Sunday, April 5, 2015

Grrrrrrrrrr

A very sweet person told me that the hardest part was over, which was finally landing that job. I wanted to believe him, but I knew it was still coming. I was right.

Preparing a house for sale just points a big magnifying glass on our life. We're out of the house at 6:20 to sit in the car for an hour, work all day, sit in the car for another hour, then come home and hit the ground running to work, work, work even more. There's dishes and laundry and dinner prep and dinner eating and homework and baths and coordinating and organizing and falling into bed, where we are asleep before the girls every single night. That level of GO GO GO is just what's required to get by. We're not doing anything extra. Not going to any school events, not cleaning the house, not even watching TV. The best we can do is a little Facebooking in between tasks, on our phones (because we can hide from the kids with them).
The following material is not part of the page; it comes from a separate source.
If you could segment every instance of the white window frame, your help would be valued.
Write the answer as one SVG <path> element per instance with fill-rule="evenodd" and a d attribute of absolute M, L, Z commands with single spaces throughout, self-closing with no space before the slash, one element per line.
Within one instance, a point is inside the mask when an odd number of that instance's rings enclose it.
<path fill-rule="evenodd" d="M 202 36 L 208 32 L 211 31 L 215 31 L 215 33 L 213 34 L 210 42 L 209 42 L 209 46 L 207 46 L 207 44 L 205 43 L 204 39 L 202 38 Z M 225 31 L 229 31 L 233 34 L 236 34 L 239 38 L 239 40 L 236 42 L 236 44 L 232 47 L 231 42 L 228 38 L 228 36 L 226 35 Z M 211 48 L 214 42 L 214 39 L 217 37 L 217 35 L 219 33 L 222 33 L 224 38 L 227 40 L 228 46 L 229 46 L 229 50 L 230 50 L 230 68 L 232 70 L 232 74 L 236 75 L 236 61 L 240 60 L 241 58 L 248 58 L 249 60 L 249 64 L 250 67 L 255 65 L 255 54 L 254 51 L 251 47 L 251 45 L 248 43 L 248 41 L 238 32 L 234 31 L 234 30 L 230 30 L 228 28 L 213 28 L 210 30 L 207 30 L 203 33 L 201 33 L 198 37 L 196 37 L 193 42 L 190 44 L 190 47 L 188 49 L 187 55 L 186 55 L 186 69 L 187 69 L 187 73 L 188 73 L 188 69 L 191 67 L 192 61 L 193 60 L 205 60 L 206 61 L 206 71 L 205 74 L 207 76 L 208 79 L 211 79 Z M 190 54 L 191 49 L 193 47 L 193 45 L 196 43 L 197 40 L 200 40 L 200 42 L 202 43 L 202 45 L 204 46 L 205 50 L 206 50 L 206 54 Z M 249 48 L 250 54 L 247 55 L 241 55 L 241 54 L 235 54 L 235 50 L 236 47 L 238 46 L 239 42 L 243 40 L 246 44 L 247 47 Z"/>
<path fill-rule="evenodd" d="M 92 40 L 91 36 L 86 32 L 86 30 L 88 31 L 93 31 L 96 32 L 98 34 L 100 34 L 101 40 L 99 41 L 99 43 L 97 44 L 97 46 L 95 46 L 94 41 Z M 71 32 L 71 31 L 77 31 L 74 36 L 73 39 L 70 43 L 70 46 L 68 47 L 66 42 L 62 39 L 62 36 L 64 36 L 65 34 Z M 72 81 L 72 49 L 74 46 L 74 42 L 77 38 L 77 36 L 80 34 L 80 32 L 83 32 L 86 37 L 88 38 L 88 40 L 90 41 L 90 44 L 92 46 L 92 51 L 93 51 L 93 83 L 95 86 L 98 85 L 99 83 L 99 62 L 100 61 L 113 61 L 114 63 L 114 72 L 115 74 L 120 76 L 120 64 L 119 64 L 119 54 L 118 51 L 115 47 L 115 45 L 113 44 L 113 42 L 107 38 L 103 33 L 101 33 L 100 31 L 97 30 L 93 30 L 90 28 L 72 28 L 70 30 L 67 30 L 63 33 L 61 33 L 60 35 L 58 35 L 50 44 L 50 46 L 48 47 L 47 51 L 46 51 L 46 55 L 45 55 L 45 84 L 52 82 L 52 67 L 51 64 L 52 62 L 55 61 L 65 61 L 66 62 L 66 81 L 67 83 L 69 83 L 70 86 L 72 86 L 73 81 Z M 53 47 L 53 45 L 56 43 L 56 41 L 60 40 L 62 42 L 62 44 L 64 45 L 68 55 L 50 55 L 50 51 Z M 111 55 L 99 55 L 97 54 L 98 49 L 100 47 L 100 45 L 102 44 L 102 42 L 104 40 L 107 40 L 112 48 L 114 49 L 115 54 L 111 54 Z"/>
On Friday afternoon, I realized that weekends make me angry. I looked around the house, and it looked like a bomb went off. Crap everywhere. Papers, crayons, magazines, random toys, clothes, shoes, jackets. School papers from the girls on every surface. So the weekend is just about repairing the damage from the week, so we can get the house livable enough to do the whole thing over again-- not even clean, just livable. It's not a life! This is not a life! I must be a failure at working motherhood, because I flat-out cannot keep up with this, and I damn sure am not enjoying any part of it.

A side effect of this is that anyone that tries to make plans with us, or if a holiday pops up (like today, which is Easter), I get frustrated and angry. These are supposed to be the GOOD parts of life. But they get in the way of my survival-level treadmill, and I end up irritated. A lot. And then I get upset because I love the people in my life and I have a great time with them every single time we're together. It is never time wasted. But then I come home and there's still crap everywhere and piles of laundry and and and.

I don't know what my point is. I guess this is exactly why we're doing what we're doing. Today I started packing the one box I'm allowing myself to store of sentimental things-- yearbooks, photos, my high school letter jacket, our wedding programs. It was painstaking, but I'm glad I did it. I can't wait for all of the STUFF to be gone. All of it. We're within a few weeks of the estate sale, maybe a month, and I cannot wait.